You can even use AI to generate models and voiceovers for your creative, allowing your team to customize these assets to strike the right tone for your brand. Tools like LaLaLand make a diverse cast of AI models to show off your products. You can add a voice element to your videos with a generator like Lovo, which creates voices with your preferred accent, age, and gender.
Some AI ad generators, like Pencil, claim they can improve ad results by suggesting creative iterations and providing templates based on successful creative. This could be a huge creative relief for emerging brands but could be more challenging for enterprise companies that need more customization. They can also leave your brand in a reactive position and behind the curve if you’re not prioritizing discovering trends proactively before your competitors.
If all these applications seem too good to be true, you’re not wrong (for right now). You can’t just leap into generating all of the creative your marketing heart desires with AI alone–you need to make plans surrounding licensing, asset editing, legal protections, and more.
If you’re using generative tools like Midjourney and DALL-E 2, make sure you have the right commercial licensing plan in place to avoid legal issues. You also can’t directly edit the outputs those tools provide, which can be a big issue for any branded creative. However, Adobe Firefly is moving in the right direction by pairing generative AI with editing capabilities, and even more growth is expected in that area.
At the moment, AI for creative asset production is emerging tech, so it may not always generate the level of quality or specific kind of image you need. But you should continue exploring: stay up to date with what these tools can do and keep playing with them. The industry is moving fast and new capabilities are still to come.
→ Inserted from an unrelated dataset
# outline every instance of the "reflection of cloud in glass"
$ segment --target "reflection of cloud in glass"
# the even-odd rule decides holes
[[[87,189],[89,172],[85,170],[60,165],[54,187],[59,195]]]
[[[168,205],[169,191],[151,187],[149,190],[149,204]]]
This tech is also subject to some ongoing legal and ethical challenges that you should be aware of.
The But: evaluating potential challenges to ad creative AI solutions
The very nature of an emerging technology means that there are many questions still up in the air. That’s especially true of something like AI, which has massive potential but can feel more like the Wild Wild West than Silicon Valley. That brings us to the many possible legal, reputational, and ethical issues surrounding different uses of AI.
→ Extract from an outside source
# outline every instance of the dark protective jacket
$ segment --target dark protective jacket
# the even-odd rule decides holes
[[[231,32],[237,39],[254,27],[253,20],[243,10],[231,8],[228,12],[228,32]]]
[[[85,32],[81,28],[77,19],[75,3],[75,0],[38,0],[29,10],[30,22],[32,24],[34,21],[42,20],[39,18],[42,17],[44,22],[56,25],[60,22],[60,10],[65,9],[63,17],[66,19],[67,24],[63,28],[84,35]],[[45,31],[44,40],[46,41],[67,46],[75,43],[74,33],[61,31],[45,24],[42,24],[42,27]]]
Artists and publishers are considering (or have already brought) lawsuits against companies that scraped their copyrighted work to train AI models without their consent. AI-generated content is often rife with factual errors, and concerns have been raised about underpaid workers overseas responsible for training AI tools.
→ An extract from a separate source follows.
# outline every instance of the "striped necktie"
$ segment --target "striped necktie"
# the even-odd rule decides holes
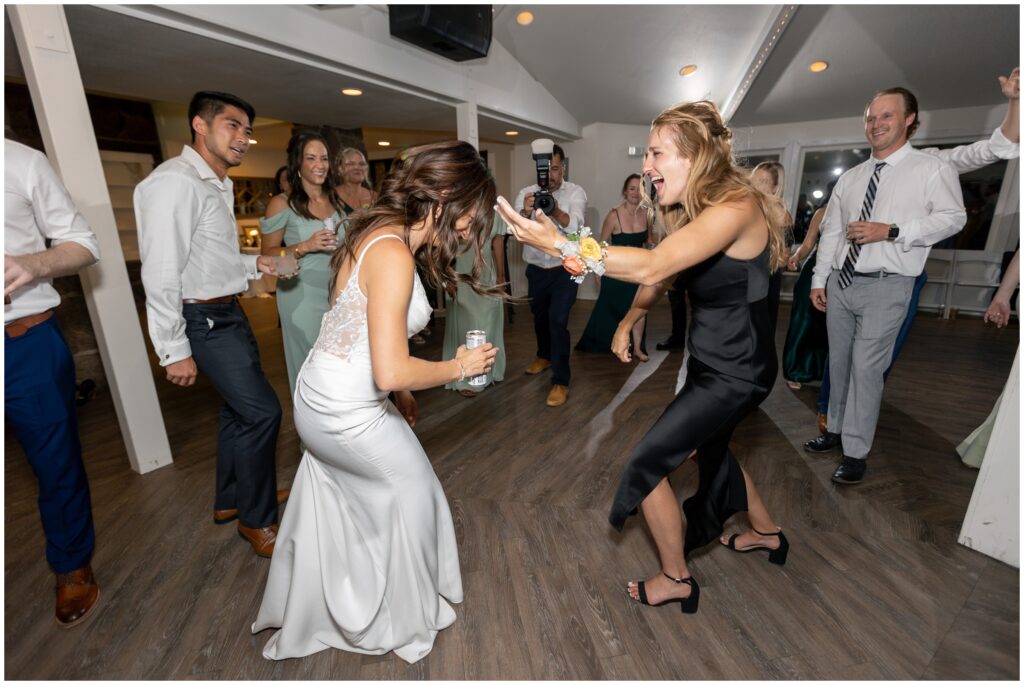
[[[871,174],[871,180],[867,184],[867,192],[864,194],[864,204],[860,207],[858,221],[867,221],[871,218],[871,208],[874,207],[874,191],[879,187],[879,176],[882,175],[882,167],[884,166],[886,166],[885,162],[879,162],[874,165],[874,173]],[[843,262],[843,268],[839,272],[840,288],[846,288],[853,282],[853,271],[857,266],[857,257],[859,256],[860,245],[851,243],[850,251],[846,253],[846,261]]]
These are all important challenges to the AI industry, and it’s important to keep an eye on how they shake out. But that doesn’t mean you should avoid AI entirely. Work with your legal team to assess potential risks—but don’t forget that not leveraging these game-changing innovations also carries risk, potentially leaving the door open to your competition.
The need for more and better creative is very real, and AI offers a lot of potential solutions to some of the challenges your brand will face in meeting this moment of data deprecation. In the end, it comes down to getting strategic about your approach.
The brands who will win in the age of data deprecation are the ones who strike the right balance and find a way to leverage these powerful tools with a minimum of risk.